16. There is no merit in the contention of learned Counsel for the appellant insurer. Section 145 (d) of the Act defines the ''policy of insurance''. It
says that policy of insurance includes certificate of insurance. Section 145 (b) defines ''certificate of insurance'' as under:
(b) ''certificate of insurance'' means a certificate issued by an authorised insurer in pursuance of Sub-section (3) of Section 147 and includes a
cover note complying with such requirements as may be prescribed, and where more than one certificate has been issued in connection with a
policy, or where a copy of a certificate has been issued, all those certificates or that copy, as the case may be.
(Emphasis supplied)
17. Since admittedly a cover note, copy of which is Exh. RW 4A was issued, in view of the definition contained in Section 145 (b) above, a policy
of insurance would be deemed to have been issued.
18. Besides, Section 149 (1) which casts a duty on the insurer to discharge and satisfy the award made against the insured by fastening a liability
on it, does not speak of policy of insurance. It speaks of certificate of insurance which includes a cover note.

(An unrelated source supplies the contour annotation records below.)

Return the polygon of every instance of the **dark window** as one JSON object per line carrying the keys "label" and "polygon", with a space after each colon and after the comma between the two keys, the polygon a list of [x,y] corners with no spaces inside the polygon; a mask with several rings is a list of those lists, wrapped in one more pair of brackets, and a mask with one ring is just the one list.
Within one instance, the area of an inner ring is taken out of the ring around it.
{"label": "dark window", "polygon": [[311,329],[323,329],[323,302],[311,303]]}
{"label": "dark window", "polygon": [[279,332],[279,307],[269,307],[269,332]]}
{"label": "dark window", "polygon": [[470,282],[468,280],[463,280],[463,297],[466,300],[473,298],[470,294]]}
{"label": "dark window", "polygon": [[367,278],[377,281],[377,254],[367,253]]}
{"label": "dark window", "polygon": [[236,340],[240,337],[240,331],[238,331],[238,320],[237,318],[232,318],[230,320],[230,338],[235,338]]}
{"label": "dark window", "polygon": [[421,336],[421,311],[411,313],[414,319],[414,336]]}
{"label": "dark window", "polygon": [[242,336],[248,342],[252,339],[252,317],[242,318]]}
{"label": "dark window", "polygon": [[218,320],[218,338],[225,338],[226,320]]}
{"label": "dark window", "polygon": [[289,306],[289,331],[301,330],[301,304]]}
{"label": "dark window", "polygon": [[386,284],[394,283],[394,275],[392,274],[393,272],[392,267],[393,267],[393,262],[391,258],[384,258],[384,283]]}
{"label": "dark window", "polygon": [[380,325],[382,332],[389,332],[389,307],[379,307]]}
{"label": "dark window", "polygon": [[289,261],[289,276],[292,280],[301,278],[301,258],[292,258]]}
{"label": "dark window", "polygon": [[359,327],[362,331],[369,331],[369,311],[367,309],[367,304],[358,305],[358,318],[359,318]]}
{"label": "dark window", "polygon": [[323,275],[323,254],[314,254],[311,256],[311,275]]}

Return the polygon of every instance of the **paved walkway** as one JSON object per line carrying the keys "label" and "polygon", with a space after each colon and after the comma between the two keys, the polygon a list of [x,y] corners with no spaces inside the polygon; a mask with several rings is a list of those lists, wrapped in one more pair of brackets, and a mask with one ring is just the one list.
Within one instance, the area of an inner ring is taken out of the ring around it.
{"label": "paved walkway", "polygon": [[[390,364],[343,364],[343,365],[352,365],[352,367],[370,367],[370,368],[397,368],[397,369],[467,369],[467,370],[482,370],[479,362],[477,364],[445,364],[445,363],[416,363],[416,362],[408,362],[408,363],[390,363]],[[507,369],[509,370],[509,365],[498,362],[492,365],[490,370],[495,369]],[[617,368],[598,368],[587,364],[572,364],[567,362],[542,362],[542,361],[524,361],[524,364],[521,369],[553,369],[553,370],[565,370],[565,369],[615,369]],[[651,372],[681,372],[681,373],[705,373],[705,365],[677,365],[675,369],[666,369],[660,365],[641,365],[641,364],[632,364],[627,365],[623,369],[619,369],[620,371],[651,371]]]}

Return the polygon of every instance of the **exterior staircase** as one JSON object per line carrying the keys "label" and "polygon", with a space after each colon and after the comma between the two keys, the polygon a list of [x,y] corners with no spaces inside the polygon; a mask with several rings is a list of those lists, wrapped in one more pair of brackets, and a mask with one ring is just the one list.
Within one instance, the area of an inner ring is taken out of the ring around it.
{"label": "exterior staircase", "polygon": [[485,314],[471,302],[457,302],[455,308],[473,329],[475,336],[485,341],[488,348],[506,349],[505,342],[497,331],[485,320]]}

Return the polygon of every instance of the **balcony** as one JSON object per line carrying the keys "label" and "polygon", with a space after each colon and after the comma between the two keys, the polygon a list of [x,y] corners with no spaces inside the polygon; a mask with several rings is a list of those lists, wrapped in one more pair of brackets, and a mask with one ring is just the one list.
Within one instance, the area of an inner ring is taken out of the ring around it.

19. There is yet another aspect of the case. Though it is the case of the appellant insurer that the cover note Exh. RW 4A was cancelled well
before the accident vide communication dated 21.9.1992, Exh. RW 2B, nothing has come on the record to show that the said communication,
which is shown to have been sent by registered post, was actually posted. The best evidence in the form of postal receipt has not been produced.
So much so that even the Divisional Manager of appellant insurer while appearing as RW 2 has not stated that the communication Exh. RW 2B
was actually posted. He has deposed:
...The said cheque was sent for collection to the insured bank which was returned as dishonour by State Bank of India, Rajban branch through
Exh. RW 2A with the remarks ''referred to the drawer''. Thereafter we issued notice Exh. RW 2B to the insured bank and copy to Development
Officer.
(Emphasis supplied)
20. Thus, as per the appellant insurer own showing the communication Exh. RW 2B was sent by it to the bank of the insured and not to the
insured. Therefore, it cannot be said that the contract of insurance was cancelled/terminated validly before the accident in order to absolve the
appellant insurer from its liability.
21. The learned Tribunal has, therefore, rightly held the appellant insurer liable for payment of the amounts of compensation awarded in favour of
various claimants-respondents under the impugned award.
22. Resultantly, all the appeals being devoid of merit are dismissed leaving the parties to bear their own costs.